Evidence of this sweeping change of heart has been seen in recently passed state laws that allow public/private alliances for road building. Texas, for example, now requires that tolls be considered for all limited access highways; if collections cannot cover the full costs, then a mix of state and private funding is allowed.
Florida legislators removed the requirement that public/private projects be voted on by the legislature, a move that lessens the up-front risks for developers. In 2004, 12 states proposed public/private road projects; 6 states already had operating projects. Currently, more than 20 states allow P/P road projects, according to the Government Accounting Office.
Even Congress is encouraging private road building. The federal highway bill now winding its way through Congress would allow private companies to raise up to $15 billion for highway projects with bonds that are exempt from federal income taxes.
For trucking, these P/P projects are a dual-edged sword. On the one hand, they can help relieve congestion and build roads faster than states. On the other, they may produce toll roads where a toll-free road might have been built by state governments.
“Our position on private toll roads is the same as our position on toll roads generally: If the tolls are on newly built interstate lanes and use of the toll road is voluntary, we support it. If tolls are imposed on existing interstates or use of the tolled lanes is mandatory, we will oppose the tolls,” says Darrin Roth, director of highway operations at the American Trucking Assns.
In some cases, trucks and other vehicles may not have a choice. For example, New York's crumbling Tappan Zee Bridge on I-287/I-87 over the Hudson River could cost $2 billion to $3 billion to replace, and state authorities are looking to private concessionaires.
Knowing beforehand which private project will be successful is impossible since each case is unique and national experience is limited. The Dulles Greenway, a 14-mile extension of the Dulles Toll Road (I-267) that connects Washington Dulles International Airport with Leesburg, VA, is a success.
“It was built during a real estate slump but now is doing very well as the area is growing out from Washington, DC,” says Peter Samuel, senior fellow at the Reason Public Policy Institute and editor of TollRoadNews.com.

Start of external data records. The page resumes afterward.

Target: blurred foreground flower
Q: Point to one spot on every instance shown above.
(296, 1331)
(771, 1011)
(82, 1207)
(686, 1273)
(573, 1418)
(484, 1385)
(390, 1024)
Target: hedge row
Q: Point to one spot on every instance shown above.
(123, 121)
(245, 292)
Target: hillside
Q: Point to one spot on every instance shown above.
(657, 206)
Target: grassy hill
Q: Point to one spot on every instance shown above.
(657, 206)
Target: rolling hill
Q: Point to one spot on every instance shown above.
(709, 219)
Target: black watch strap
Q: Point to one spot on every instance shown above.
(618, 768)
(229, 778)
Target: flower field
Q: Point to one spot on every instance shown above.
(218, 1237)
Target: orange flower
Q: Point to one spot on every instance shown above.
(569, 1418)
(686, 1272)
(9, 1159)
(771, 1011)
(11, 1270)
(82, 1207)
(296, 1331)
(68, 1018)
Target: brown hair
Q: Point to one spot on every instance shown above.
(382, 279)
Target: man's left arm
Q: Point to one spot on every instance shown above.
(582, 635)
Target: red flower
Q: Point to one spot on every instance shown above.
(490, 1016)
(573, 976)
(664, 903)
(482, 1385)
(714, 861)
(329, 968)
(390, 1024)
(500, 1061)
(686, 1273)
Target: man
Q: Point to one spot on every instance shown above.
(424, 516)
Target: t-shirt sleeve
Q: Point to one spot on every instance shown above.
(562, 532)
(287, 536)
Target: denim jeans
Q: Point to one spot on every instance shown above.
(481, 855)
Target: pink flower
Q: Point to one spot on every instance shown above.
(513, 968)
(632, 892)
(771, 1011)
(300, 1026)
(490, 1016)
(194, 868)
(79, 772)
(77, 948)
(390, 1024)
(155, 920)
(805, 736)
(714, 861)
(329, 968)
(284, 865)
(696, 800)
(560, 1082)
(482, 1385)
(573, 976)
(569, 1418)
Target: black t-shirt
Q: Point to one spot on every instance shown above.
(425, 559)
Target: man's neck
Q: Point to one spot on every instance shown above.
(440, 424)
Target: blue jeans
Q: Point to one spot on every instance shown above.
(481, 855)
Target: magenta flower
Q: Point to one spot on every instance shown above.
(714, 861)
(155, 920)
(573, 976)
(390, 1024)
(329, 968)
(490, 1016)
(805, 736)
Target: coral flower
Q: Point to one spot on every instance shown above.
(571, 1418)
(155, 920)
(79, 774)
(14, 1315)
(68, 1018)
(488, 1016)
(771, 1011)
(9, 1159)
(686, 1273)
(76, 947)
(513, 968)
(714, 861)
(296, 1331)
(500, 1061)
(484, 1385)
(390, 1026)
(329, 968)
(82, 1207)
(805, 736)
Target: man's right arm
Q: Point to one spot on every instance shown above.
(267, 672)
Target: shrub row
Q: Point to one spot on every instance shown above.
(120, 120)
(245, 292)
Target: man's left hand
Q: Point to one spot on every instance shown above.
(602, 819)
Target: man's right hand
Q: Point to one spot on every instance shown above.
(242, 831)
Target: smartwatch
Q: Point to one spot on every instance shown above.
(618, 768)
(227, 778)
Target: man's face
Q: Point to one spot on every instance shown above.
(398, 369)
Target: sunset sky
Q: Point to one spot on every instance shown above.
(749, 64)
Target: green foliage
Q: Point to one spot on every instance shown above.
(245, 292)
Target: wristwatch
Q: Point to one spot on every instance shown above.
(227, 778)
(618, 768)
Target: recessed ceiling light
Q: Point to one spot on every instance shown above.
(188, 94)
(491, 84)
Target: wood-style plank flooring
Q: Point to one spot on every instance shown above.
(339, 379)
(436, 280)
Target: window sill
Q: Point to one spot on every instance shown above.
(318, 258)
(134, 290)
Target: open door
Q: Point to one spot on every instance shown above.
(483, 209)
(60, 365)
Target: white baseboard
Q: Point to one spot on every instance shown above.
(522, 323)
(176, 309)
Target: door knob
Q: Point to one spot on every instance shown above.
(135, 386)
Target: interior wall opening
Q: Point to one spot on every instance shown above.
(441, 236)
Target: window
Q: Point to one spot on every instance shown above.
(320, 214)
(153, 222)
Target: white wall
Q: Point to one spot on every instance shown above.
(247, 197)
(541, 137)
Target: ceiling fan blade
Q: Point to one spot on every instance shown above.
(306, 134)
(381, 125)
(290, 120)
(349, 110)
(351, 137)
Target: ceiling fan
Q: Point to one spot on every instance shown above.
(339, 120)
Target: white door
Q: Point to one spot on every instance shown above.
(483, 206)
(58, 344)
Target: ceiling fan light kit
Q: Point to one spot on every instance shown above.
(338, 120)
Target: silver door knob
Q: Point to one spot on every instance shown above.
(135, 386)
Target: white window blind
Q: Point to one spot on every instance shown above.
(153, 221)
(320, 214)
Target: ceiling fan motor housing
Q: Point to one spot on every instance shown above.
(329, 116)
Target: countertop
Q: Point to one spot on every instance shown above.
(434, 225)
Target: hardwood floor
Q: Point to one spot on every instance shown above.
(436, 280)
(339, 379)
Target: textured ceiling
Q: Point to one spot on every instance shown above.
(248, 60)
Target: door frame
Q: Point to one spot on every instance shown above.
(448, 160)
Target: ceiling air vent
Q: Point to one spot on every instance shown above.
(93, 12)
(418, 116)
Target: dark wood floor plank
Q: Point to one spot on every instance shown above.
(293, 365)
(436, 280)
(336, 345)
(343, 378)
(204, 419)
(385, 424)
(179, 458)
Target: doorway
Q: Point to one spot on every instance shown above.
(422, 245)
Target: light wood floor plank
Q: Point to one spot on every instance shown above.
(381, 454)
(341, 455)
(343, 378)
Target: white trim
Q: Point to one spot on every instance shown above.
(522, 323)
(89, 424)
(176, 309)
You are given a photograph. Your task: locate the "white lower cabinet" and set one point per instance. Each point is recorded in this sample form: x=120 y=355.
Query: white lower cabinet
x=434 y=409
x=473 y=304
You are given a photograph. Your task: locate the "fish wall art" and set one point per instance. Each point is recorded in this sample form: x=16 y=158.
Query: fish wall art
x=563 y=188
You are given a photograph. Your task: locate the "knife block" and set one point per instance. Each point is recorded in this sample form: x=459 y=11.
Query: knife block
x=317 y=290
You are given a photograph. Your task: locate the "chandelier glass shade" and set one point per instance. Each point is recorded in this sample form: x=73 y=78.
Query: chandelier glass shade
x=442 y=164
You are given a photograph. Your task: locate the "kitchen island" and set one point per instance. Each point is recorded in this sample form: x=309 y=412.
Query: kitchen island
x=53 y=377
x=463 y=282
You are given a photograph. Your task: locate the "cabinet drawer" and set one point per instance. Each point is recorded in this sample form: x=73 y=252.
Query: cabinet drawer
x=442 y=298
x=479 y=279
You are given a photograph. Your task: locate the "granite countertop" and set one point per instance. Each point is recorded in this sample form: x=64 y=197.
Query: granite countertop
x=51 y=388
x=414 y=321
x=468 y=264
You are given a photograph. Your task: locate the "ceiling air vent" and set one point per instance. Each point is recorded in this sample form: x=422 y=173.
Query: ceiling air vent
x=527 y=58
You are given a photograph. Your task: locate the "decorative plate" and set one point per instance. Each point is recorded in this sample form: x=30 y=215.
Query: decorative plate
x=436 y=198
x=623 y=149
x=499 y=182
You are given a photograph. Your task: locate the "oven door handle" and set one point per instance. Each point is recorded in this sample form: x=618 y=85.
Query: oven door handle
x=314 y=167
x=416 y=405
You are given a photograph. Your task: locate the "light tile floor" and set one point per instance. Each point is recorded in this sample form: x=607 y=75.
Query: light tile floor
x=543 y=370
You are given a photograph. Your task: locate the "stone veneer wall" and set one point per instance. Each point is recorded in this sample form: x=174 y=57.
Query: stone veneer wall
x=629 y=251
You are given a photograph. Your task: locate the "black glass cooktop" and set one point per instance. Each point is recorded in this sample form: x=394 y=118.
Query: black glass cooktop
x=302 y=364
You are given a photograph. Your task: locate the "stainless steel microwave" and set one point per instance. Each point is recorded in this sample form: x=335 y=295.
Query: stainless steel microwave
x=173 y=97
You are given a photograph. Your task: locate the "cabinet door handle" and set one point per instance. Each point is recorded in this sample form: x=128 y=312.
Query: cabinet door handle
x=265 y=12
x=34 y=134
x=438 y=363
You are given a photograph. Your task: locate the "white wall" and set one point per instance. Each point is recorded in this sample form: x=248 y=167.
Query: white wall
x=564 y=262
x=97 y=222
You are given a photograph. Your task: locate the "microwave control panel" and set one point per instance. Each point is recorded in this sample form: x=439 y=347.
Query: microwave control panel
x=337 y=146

Camino Columbia, between Mexico and I-35 in Texas, is another story. The private road fell behind in its loan payments and was sold in a foreclosure auction last year, partly because anticipated NAFTA traffic did not materialize. “As a general rule, the private roads that do best are those that relieve congestion,” says Samuel.
Globally, the U.S. is behind in P/P road building. Currently, Australia, France, Japan, Spain, Italy and the U.K. employ P/P partnerships for almost all new road construction. And Spain's Cintra and Australia's Macquarie Infrastructure Group are often involved in U.S. road building and continue to eye additional projects.
In general, truckers tend to migrate to non-toll alternatives. However, as congestion grows worse and these tolled P/P roads proliferate — in addition to growing pilot projects that place tolls on interstate highways — U.S. truckers may find themselves without a choice.